# Frank Frazetta



## BookStop (May 11, 2010)

Fantasy artist, Frank Frazetta, died yesterday.


Manager: Fantasy artist Frazetta, 82, dies in Fla.

Unofficial Frank Frazetta Fantasy Art Gallery


----------



## Wybren (May 11, 2010)

That is sad news indeed.


----------



## gully_foyle (May 11, 2010)

Very sad. I loved his work in my teen years.


----------



## Connavar (May 11, 2010)

Very sad news, i didnt know his art for many years but he was an amazing artist.


----------



## The Procrastinator (May 11, 2010)

Also very sad - also loved his work in my teens. The passing of an icon.


----------



## Starbeast (May 13, 2010)

*Frank Frazetta inspired me to become an artist*







​I will really miss him, he inspired me to become an artist. Rest in peace Frank.​


----------



## J Riff (May 18, 2010)

One of the greatest ever.


----------



## j d worthington (May 18, 2010)

Ah, yes, the Death Dealer... one of my favorite Frazettas. I hadn't heard about this, and I must admit I'm a bit in shock. Not that he was cut particularly short, but just from the hole this leaves for so many... as when Jack Kirby died, a true icon of the field is gone....


----------



## clovis-man (May 25, 2010)

Frazetta was a survivor. An earlier stroke left him with the inability to use his right hand for painting. So he trained himself to use his left and moved on. I still have cutouts from his early comic book hero opus, *Thun'da*.

http://1.bp.blogspot.com/_uKUJj9VMJ...(King+of+the+Lost+Lands)+-+Frank+Frazetta.JPG

The guy was amazing.


----------



## clovis-man (May 25, 2010)

Forgot to mention: There's a pretty good film about his life and work.

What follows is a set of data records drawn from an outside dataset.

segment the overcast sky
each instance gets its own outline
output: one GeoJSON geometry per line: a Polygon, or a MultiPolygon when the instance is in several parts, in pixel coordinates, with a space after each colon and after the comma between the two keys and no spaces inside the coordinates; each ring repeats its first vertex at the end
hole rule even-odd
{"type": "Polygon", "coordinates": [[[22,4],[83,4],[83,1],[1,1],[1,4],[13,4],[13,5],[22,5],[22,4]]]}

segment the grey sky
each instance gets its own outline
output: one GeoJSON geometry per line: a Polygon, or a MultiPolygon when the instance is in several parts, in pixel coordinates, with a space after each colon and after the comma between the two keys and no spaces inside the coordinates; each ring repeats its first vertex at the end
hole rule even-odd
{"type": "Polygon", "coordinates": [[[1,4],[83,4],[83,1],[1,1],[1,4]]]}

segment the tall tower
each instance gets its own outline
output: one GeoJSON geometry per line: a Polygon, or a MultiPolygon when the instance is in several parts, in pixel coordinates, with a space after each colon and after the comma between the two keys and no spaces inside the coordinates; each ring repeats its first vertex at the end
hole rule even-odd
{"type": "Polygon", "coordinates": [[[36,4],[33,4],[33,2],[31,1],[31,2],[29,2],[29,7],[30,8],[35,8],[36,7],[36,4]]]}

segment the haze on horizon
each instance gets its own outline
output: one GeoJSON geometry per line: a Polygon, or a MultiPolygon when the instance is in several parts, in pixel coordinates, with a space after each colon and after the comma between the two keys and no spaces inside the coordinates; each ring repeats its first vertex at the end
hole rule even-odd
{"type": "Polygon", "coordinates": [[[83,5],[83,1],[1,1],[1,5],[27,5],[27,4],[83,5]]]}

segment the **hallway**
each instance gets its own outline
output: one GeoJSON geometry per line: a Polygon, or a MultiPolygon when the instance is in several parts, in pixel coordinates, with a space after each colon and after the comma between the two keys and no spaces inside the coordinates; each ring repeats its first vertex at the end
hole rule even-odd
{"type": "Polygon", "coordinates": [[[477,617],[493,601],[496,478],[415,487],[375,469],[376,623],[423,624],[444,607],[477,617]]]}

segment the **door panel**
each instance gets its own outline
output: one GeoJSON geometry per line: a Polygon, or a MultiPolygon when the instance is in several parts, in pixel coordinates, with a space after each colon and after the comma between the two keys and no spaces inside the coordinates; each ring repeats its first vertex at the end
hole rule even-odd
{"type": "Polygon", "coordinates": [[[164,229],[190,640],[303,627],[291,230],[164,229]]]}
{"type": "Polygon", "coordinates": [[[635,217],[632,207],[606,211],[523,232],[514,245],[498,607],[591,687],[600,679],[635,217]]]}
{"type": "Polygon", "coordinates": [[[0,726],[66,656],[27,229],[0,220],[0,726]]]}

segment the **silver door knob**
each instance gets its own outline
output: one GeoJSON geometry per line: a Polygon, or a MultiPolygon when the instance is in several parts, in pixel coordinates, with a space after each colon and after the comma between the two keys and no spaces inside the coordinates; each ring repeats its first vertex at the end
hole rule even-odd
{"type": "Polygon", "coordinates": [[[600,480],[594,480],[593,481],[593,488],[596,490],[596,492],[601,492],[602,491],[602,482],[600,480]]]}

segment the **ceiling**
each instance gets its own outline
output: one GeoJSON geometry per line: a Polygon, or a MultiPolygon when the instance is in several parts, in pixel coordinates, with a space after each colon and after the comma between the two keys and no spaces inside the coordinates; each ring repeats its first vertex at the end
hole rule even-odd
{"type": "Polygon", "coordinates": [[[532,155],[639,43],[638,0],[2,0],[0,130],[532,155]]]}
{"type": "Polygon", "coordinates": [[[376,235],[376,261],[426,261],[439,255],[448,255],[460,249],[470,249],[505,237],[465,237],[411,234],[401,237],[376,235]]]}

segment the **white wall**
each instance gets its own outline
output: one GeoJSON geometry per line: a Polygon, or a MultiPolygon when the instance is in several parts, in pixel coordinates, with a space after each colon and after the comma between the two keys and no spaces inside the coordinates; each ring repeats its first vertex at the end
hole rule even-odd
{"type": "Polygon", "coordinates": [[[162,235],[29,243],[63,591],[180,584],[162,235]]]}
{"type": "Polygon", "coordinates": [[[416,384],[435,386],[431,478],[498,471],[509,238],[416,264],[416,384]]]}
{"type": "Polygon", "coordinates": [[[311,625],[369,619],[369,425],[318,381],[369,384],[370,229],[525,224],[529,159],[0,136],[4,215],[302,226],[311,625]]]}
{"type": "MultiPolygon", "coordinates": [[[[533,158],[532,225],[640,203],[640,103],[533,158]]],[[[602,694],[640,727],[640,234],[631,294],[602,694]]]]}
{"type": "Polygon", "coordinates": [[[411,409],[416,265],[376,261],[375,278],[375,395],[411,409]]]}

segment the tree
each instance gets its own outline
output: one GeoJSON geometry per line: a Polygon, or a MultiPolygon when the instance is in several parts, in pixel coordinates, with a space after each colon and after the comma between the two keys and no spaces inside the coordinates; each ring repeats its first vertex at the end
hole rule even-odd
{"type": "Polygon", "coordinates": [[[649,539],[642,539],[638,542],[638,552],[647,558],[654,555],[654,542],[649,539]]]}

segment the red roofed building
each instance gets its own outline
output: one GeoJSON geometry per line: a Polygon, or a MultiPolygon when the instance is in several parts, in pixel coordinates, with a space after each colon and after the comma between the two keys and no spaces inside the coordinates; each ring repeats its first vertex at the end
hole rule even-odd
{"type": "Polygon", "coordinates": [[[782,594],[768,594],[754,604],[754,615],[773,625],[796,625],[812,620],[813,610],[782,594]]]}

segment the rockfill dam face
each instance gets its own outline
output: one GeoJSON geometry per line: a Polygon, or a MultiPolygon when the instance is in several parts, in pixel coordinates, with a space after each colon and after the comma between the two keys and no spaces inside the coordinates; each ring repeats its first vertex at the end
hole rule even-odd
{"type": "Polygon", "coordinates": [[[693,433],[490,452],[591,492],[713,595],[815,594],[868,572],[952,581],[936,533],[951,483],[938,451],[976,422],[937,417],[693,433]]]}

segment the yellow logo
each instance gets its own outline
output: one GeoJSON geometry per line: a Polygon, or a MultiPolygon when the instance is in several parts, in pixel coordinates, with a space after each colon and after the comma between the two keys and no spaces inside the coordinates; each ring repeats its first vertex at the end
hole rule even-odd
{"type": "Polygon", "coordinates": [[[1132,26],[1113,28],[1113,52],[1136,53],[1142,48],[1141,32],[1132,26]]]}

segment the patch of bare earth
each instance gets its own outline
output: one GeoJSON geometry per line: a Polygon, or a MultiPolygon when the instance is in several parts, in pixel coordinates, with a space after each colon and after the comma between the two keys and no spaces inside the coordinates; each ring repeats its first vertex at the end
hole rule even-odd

Frazetta: Painting with Fire (2003)


----------



## GOLLUM (May 25, 2010)

DAMN! Only read this now........

SIGH.....another true Great leaves us.


----------



## charlesartist (Aug 9, 2010)

I was saddened to hear this news a couple of months ago. Frazetta was not just an icon, he brought respectability to the entire genre of science fiction and fantasy literature. Before him, the genre was dismissed as silly fodder and sensationalism. Regardless of the cliche, a book often IS judged by its cover, and his artwork got many people that would otherwise pass on science fiction and fantasy to give it a chance.

Remarkably, he was a talented baseball athlete and when given the opportunity to choose between a life of major league athletics, and illustration, he chose the latter. I'm not the only one who is really glad he made that fateful decision.


----------